Two are descendants of earlier mergers among so-called legacy carriers: Delta, which absorbed Northwest, and United Continental.
The third is Southwest Airlines, which itself swallowed AirTran Airways. Southwest created a niche as the prototypical "low-cost carrier." When it entered a route previously dominated by a legacy carrier or two, its downdraft on prices was dubbed the "Southwest effect."
But in a white paper he cowrote last summer with Diana L. Moss, Mitchell, vice president of the American Antitrust Institute, warned that Southwest was becoming a "legacy look-alike." More concentration, even to level the field with a third equally powerful mega-carrier, threatens airline customers, they wrote.
When more legacy carriers still flew, Mitchell said, price competition was obvious. When one announced an across-the-board increase, it didn't always stick because a renegade would balk. Often, it was US Airways.
But the landscape has changed now that Southwest has grown into the No. 1 domestic carrier, a feat he said it accomplished by picking "all the low-hanging fruit" of underserved cities and overpriced routes.

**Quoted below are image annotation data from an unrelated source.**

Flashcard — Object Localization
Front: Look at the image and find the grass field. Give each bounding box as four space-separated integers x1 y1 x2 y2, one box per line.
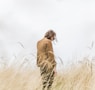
0 56 95 90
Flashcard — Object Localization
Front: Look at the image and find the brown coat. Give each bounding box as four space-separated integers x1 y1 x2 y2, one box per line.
37 38 56 67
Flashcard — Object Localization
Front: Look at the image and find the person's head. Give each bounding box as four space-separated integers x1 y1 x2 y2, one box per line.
44 30 56 41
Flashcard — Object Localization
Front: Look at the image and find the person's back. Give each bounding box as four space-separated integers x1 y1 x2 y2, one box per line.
37 30 56 90
37 38 56 66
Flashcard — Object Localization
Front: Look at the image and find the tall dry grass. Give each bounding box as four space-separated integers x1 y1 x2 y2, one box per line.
0 56 95 90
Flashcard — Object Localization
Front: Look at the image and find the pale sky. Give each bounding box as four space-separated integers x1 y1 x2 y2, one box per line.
0 0 95 67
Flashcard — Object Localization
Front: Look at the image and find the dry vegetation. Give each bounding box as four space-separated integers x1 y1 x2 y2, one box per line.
0 56 95 90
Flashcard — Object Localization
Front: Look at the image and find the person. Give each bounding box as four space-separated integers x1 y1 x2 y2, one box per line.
37 30 56 90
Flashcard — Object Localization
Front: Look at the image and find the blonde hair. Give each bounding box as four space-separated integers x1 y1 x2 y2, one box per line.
44 30 56 39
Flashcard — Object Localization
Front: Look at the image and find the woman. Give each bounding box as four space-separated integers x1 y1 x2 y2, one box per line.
37 30 56 90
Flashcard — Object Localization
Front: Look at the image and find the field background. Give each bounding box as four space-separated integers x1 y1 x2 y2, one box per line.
0 57 95 90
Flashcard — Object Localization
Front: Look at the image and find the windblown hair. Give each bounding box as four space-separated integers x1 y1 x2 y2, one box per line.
44 30 56 39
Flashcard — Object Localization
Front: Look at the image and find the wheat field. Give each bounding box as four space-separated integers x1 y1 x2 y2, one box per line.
0 59 95 90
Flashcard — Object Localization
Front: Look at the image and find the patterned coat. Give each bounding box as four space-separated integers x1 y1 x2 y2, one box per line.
37 38 56 67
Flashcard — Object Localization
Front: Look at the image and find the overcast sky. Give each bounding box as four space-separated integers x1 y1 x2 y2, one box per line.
0 0 95 66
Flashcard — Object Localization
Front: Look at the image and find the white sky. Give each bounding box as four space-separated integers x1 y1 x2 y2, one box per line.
0 0 95 66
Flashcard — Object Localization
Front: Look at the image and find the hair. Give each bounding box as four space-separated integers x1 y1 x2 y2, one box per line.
44 30 56 39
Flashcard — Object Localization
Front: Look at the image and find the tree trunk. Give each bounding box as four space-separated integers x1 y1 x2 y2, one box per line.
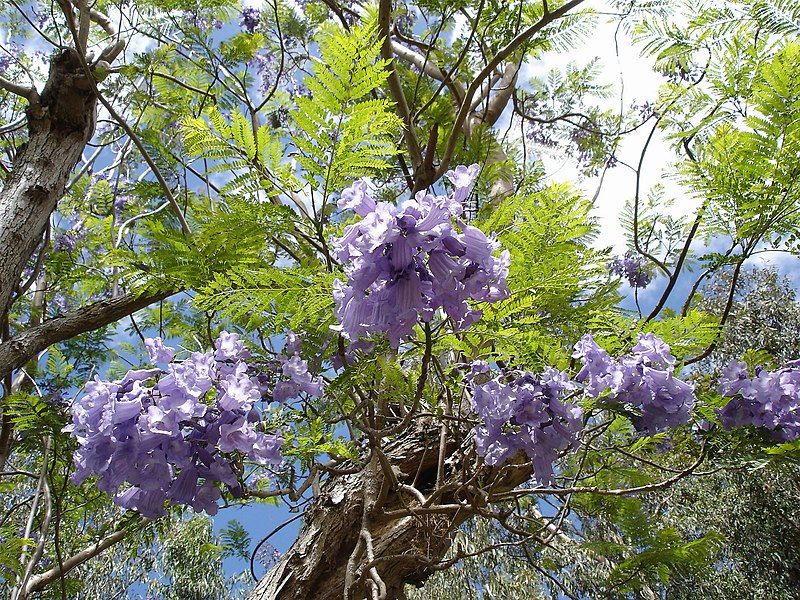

"If the three major carriers put in a 10 or 15 percent fare increase, Southwest will have an incentive to just go along with it, because it's the only way they're going to get revenue growth," he said.
To be sure, few things are more complex than airline pricing, notorious for charging passengers wildly different fares on the same flights.
The best fares go to leisure passengers who plan ahead and fly competitive routes. Paying the most are business travelers and others who must fly on short notice or on monopolized routes - such as Philadelphia-Pittsburgh or Philadelphia-Boston after Southwest quit those routes.
Leisure travelers will still enjoy some protection from price hikes even with consolidation, thanks to competition from other kinds of travel, said George Hobica, founder of AirFareWatchdog.com.
"A family of four will drive even 600 miles to avoid high airfares," he said. Hobica recently balked at an $840 fare for a same-day round-trip from New York to Boston, opting for Amtrak instead.
International fares have borne the brunt of the most recent fare increases, he said. "You can't drive to Paris."
Still, Hobica is hopeful. "In general, I don't see fares going up domestically, because the airlines are profitable now and they don't need to be greedy."
But Mitchell expects "higher prices from less competition." In the end, he said, it's just economics.